Kathryn Bigelow To Adapt David Koepp’s Upcoming ‘Aurora’ for Netflix

Kathryn Bigelow

Academy Award winner Kathryn Bigelow is coming back to directing after a five-year hiatus.

 

The Hollywood Reporter is saying that Bigelow will be directing an adaptation of David Koepp’s second novel, Aurora, which is coming out on June 7. Koepp will also write the script, with Netflix financing and distributing the project. Greg Shapiro and Gavin Polone will be producing. From THR:

 

Aurora follows the events of a solar storm that knocks out most of humanity’s power grids and focuses on the personal story of a divorced mother who must now do everything she can to protect her teenager and her estranged brother, a wealthy Silicon Valley CEO who has built a luxurious bunker in the desert for just such a disaster.

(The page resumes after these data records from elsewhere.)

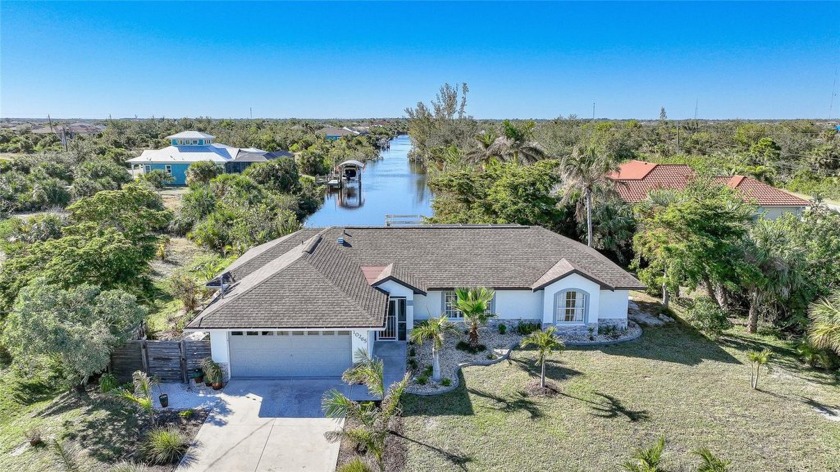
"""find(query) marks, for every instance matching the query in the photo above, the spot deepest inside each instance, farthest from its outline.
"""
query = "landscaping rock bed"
(451, 359)
(632, 332)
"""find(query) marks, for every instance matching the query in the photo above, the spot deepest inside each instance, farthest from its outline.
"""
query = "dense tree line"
(554, 174)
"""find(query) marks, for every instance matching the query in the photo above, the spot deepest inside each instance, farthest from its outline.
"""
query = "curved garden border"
(456, 381)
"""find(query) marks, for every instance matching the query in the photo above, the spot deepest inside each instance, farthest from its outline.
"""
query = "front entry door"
(395, 327)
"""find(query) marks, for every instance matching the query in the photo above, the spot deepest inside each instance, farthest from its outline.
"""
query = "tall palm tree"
(586, 171)
(483, 149)
(546, 342)
(371, 423)
(474, 303)
(433, 330)
(757, 359)
(825, 323)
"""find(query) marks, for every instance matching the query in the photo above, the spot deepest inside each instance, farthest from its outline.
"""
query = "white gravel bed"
(633, 331)
(498, 346)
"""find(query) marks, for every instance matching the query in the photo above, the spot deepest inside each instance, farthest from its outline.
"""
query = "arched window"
(570, 306)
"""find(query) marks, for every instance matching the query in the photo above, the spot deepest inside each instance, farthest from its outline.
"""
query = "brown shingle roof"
(316, 282)
(635, 179)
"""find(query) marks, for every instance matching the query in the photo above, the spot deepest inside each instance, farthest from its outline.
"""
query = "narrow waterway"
(389, 186)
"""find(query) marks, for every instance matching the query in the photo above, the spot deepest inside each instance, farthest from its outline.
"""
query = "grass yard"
(672, 382)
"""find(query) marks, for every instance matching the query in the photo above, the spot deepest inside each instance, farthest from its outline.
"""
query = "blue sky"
(317, 60)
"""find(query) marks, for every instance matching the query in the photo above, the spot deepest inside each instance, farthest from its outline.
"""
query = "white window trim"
(560, 307)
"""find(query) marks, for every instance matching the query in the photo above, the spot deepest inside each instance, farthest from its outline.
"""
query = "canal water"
(391, 185)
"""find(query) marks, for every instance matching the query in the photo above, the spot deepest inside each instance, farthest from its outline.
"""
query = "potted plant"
(198, 376)
(212, 373)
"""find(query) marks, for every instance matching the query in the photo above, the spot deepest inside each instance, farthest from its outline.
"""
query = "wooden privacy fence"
(168, 361)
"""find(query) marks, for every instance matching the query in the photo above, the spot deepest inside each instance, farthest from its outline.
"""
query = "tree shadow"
(520, 402)
(458, 460)
(675, 342)
(554, 369)
(613, 408)
(454, 403)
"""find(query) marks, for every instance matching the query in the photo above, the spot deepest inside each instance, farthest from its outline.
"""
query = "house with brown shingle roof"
(301, 305)
(635, 179)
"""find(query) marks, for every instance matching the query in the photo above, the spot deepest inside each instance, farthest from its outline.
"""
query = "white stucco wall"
(519, 304)
(398, 290)
(427, 306)
(573, 281)
(361, 339)
(613, 305)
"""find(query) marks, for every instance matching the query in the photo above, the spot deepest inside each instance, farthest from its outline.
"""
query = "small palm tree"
(757, 359)
(710, 462)
(374, 423)
(141, 396)
(546, 342)
(433, 330)
(647, 460)
(824, 332)
(474, 303)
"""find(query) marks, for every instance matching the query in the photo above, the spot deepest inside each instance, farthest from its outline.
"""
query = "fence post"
(144, 353)
(183, 348)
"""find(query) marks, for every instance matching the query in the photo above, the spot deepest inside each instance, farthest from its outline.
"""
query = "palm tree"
(587, 171)
(824, 332)
(474, 303)
(757, 359)
(711, 463)
(371, 425)
(433, 330)
(483, 149)
(647, 460)
(545, 342)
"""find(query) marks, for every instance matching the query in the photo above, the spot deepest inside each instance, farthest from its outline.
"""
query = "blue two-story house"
(188, 147)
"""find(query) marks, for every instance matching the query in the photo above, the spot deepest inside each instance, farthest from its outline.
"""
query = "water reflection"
(390, 185)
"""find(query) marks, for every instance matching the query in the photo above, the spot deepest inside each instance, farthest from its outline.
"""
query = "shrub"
(165, 446)
(355, 465)
(108, 382)
(525, 328)
(708, 317)
(465, 346)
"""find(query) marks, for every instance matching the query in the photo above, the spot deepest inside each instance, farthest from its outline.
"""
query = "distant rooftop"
(191, 135)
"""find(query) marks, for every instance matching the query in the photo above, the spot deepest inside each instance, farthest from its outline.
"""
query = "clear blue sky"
(521, 60)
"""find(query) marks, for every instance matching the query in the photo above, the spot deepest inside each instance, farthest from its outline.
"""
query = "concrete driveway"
(267, 425)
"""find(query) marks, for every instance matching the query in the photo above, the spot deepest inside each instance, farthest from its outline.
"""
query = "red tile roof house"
(635, 179)
(301, 305)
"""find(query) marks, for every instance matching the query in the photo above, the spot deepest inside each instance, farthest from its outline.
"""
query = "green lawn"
(672, 382)
(101, 426)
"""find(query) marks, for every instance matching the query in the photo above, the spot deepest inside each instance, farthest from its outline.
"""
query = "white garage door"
(289, 354)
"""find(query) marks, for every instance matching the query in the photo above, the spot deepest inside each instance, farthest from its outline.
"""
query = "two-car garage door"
(289, 353)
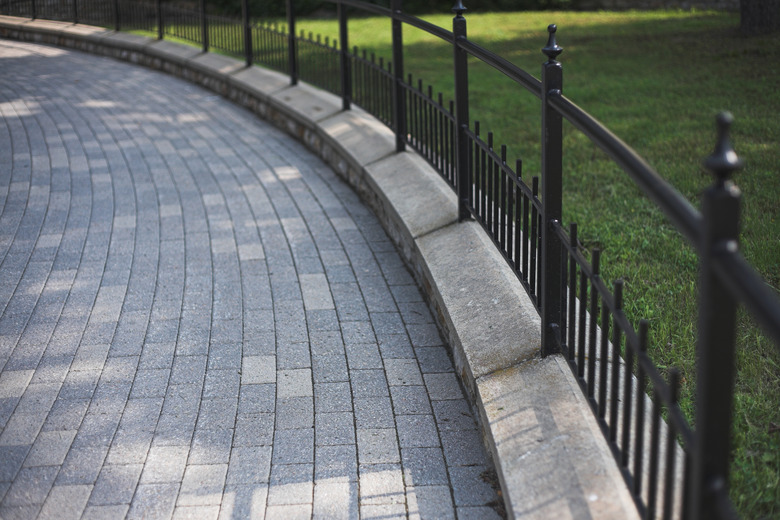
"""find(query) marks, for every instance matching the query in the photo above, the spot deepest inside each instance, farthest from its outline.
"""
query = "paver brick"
(201, 320)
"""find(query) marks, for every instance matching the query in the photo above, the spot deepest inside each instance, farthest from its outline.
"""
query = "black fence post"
(204, 26)
(552, 154)
(292, 53)
(248, 53)
(346, 69)
(399, 95)
(461, 110)
(160, 22)
(717, 325)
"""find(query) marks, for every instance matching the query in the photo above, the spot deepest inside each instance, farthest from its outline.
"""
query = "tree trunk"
(759, 16)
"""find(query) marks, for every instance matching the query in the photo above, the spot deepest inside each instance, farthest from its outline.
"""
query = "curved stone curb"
(549, 453)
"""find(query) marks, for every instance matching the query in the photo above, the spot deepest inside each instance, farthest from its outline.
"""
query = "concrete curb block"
(549, 453)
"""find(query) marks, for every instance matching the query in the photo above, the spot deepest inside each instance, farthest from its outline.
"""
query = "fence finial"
(552, 50)
(459, 8)
(723, 161)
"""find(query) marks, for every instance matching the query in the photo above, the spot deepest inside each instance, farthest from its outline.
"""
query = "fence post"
(552, 154)
(717, 324)
(399, 96)
(346, 70)
(160, 23)
(248, 54)
(204, 27)
(461, 110)
(292, 55)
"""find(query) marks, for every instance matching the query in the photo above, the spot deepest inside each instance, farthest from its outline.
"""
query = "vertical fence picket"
(204, 26)
(486, 187)
(160, 22)
(552, 151)
(462, 109)
(346, 69)
(292, 52)
(248, 46)
(593, 320)
(399, 92)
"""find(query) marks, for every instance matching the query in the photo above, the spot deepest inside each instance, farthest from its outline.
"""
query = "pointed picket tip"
(552, 50)
(723, 161)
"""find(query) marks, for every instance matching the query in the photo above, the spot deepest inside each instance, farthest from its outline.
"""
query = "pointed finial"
(459, 8)
(723, 161)
(552, 50)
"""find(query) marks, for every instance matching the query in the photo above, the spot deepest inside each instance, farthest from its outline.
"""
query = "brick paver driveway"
(199, 320)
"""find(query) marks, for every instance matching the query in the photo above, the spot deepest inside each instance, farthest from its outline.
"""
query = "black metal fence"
(672, 470)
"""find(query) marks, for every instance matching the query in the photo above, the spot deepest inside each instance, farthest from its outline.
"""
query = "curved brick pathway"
(199, 320)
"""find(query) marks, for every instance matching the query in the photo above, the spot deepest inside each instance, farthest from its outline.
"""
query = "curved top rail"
(683, 215)
(428, 27)
(504, 66)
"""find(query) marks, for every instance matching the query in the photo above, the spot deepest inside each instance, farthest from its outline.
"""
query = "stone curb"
(551, 458)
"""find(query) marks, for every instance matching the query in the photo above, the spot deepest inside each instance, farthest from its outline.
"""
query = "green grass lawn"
(657, 80)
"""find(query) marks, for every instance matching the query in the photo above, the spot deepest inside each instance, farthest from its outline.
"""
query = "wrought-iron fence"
(672, 470)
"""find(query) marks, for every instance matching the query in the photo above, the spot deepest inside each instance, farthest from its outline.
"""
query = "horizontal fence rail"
(671, 469)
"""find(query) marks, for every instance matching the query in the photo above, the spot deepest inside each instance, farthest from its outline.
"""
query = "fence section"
(672, 470)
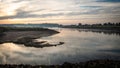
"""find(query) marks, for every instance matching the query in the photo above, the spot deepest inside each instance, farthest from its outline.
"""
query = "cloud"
(108, 1)
(23, 9)
(28, 14)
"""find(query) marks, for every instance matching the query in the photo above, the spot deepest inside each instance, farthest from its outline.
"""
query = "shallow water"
(79, 46)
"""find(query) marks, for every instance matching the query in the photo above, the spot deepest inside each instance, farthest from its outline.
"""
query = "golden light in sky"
(59, 11)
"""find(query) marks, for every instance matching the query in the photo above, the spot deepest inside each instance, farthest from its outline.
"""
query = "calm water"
(79, 46)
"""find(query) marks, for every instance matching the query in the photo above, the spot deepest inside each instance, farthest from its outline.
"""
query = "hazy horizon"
(59, 11)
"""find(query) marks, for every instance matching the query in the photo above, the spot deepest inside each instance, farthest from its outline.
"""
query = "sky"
(59, 11)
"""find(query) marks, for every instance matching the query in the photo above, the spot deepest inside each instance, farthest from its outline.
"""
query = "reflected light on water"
(79, 46)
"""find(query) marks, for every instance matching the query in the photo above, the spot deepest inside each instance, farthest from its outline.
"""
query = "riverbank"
(88, 64)
(27, 36)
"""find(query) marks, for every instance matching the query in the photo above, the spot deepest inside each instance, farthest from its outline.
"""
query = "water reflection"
(79, 46)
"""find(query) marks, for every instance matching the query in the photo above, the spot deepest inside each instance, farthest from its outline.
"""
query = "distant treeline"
(108, 26)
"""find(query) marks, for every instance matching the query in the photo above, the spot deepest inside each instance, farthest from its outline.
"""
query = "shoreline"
(27, 36)
(106, 63)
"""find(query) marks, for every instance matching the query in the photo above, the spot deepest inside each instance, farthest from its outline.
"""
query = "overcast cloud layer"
(60, 11)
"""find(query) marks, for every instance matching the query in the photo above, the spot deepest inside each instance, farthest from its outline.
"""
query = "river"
(80, 45)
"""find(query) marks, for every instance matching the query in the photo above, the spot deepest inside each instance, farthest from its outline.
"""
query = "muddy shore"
(27, 36)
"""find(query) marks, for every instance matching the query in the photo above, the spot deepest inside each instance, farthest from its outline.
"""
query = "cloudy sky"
(59, 11)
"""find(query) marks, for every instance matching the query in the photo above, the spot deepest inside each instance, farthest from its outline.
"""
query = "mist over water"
(79, 46)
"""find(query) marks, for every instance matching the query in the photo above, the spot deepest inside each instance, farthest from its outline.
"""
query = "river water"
(80, 45)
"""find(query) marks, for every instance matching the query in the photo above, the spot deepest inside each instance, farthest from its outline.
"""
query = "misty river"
(80, 45)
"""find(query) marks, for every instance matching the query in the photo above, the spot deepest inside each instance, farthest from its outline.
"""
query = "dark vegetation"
(88, 64)
(26, 37)
(104, 26)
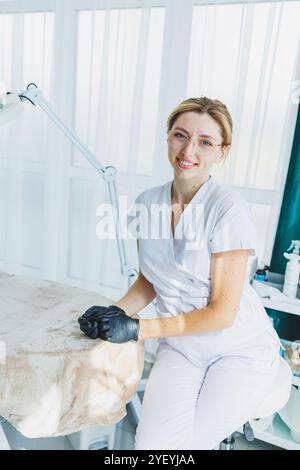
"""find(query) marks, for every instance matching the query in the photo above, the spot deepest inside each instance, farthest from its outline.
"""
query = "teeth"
(182, 162)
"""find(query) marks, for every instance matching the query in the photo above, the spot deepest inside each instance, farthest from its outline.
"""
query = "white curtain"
(113, 70)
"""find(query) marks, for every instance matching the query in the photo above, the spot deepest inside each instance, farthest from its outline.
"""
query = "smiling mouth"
(184, 164)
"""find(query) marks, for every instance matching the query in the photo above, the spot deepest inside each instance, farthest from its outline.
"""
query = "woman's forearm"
(140, 294)
(197, 321)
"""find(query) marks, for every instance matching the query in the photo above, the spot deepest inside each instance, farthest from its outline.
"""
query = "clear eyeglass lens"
(177, 140)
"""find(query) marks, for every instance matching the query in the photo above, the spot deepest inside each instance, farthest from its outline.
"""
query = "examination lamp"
(12, 105)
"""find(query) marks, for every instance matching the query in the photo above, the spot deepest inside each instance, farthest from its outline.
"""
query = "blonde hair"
(203, 105)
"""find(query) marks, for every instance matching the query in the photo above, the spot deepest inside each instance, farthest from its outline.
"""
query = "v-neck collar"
(187, 207)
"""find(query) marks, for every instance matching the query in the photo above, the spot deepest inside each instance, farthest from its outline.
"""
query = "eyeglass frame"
(189, 140)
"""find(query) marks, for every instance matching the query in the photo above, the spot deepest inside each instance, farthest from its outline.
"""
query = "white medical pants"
(188, 406)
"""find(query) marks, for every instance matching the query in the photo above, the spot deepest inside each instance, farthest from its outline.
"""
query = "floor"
(126, 431)
(124, 439)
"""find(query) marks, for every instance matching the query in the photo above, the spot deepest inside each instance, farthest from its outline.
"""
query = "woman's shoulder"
(224, 196)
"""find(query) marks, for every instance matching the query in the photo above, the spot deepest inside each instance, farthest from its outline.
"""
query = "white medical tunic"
(178, 266)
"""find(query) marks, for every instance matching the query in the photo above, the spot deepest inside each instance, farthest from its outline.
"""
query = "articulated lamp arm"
(11, 106)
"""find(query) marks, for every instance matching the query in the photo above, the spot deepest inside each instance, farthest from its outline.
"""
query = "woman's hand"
(110, 324)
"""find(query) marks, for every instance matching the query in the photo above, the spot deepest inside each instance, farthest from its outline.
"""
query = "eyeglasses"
(178, 140)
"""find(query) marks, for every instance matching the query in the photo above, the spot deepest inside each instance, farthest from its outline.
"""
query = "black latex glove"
(87, 325)
(117, 327)
(114, 326)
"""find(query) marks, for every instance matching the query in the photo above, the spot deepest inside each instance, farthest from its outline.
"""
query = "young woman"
(217, 352)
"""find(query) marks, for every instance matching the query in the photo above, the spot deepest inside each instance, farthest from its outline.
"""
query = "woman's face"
(193, 145)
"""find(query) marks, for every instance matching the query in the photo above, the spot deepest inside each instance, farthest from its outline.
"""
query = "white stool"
(274, 401)
(94, 438)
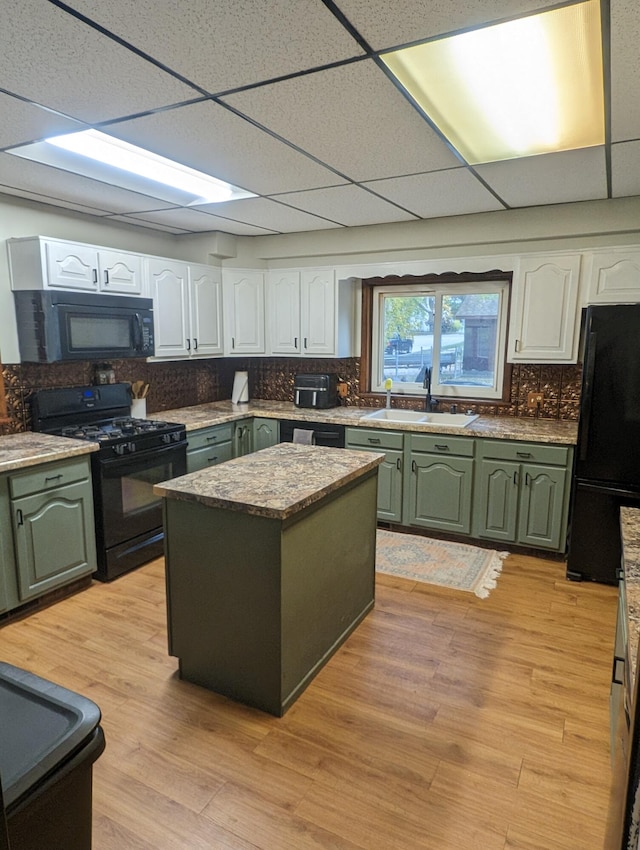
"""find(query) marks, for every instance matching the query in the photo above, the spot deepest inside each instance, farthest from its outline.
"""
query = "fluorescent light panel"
(147, 169)
(528, 86)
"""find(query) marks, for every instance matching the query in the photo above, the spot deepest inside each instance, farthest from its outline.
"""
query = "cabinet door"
(120, 273)
(544, 318)
(205, 308)
(244, 312)
(169, 290)
(440, 493)
(318, 300)
(613, 277)
(54, 538)
(266, 432)
(496, 499)
(284, 313)
(541, 506)
(72, 266)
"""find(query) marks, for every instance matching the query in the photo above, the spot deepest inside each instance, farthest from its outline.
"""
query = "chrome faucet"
(430, 404)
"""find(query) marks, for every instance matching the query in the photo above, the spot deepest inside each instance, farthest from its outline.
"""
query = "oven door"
(126, 506)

It is unclear how the book will translate to the screen, but insiders describe the story as following characters who are coping with the collapse of the social order, set against a catastrophic worldwide power crisis.

 

While the book will not be released for another couple of months, author Stephen King has already described it as a “real page-turner”, while The Queen’s Gambit screenwriter Scott Frank said the following about it:

 

“There’s a reason David Koepp is the most successful screenwriter of all time. It’s because he’s one of the greatest storytellers of all time. Aurora is up there with his best: scary, funny, and thought-provoking.”

 

Koepp’s writing credits include Jurassic Park, the original Mission: Impossible, and the recently-released Kimi, starring Zoë Kravitz and directed by Steven Soderbergh. This is his second-ever novel, after 2019’s Cold Storage.

 

Bigelow has not directed a movie since 2017’s Detroit, starring John Boyega. She was the first woman to ever win a Best Director Oscar, for her 2009 war movie The Hurt Locker, and is considered one of the great filmmakers of her generation, with credits like Point Break and the magnificent Zero Dark Thirty.

 

The project would be in the very early stages of development and could have a budget of over $100M. No more details have bene provided.